"Le Bien singe le Mal chaque fois qu'il le faut". Avec son ironie mordante, Philippe Murray dénonçait déjà (ô prophète!) en 1991 les noces entre le Bien et la Fête
qui exacerbaient leurs tendances naturelles à s'alimenter au sentiment de persécution car "d'avoir réduit au mutisme toute opposition ne leur suffit pas".
Leur enfant chérie, la Bienpensance continue de faire en sourdine des ravages et de sceller des drames individuels dont la société du spectacle ne veut rien savoir.
En effet, c'est un point d'horreur clinique devant lequel il ne faut pas renoncer, que d'entendre des individus reconnaître leurs "brunouts" ou leurs douleurs psychiques et existentielles et, dans le même mouvement
les minimiser, les banaliser, comme si elles n'avaient pas droit de cité, comme si ce geste était devenu honteux.
Combien de personnes ne sont-elles saisies par un réel traumatique, après-coup, bien trop tard, quand les conséquences d'une situation mi-reconnue, mi-déniée, produit des catastrophes?Faut-il vraiment l'éclosion d'une maladie grâve, la dissolution d'un couple, l'explosition de violences, la perte d'un emploi, la mort d'un proche, l'envahissement insupportable d'une douleur inexprimable, pour s'arrêter, et se parler, et parler à un autre?
A force de se mentir, de fermer fortement les yeux, de différer vers des lendemains radieux, de se gaver de narcotiques contemporains (alcool, jeux vidéos, sexe, pseudo-spiritualité, médicaments, etc.), bon nombre de nos concitoyens sont persuadés qu'il faut renoncer à une appropriation subjective de son mal-être. Ce défaut d'élaboration psychique comme le soulignait Freud irait de pair avec une apologie du bien-être immédiat.
Il y a dans cette prédisposition une démeusure, une hybris meurtrière. Il faut réduire le temps, le ramener à l'instant. Alors que, pour élaborer sa souffrance : il faut du
temps.
Si la tarification à l'activité a été si villipendée dans l'hôpital, peu importe, introduisons là en psychiatrie! Telle semble être l'option choisie. La dépression, mesdames, messieurs, c'est 35 jours! Faîtes donc un effort pour être "gueri" dans ce laps de temps! Pour paraphraser Sade: Français, encore un effort pour être mentalement sains!

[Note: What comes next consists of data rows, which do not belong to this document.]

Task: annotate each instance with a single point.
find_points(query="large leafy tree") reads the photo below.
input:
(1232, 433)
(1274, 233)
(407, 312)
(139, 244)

Or, cliniquement, la société aurait tout à y gagner en revenant aux fondamentaux de la clinique freudienne. Si les maladies somatiques, les violences, les actes mortifères viennent en lieu et place d'une souffrance psychique non éprouvées, cela est possible parce que tout simplement : la perception de la douleur ne va pas de soi!
Cette vérité première semble être passée aux oubliettes de toute réfexion clinique, bureaucratique et politique.
Les mécanismes de défense y objectent, les ressentis sont confusionnels, les symptômes agencent des substitutions entre les causalités. L'être parlant n'est pas transparent à lui-même, dans une espèce d'immédiateté toute-puissante.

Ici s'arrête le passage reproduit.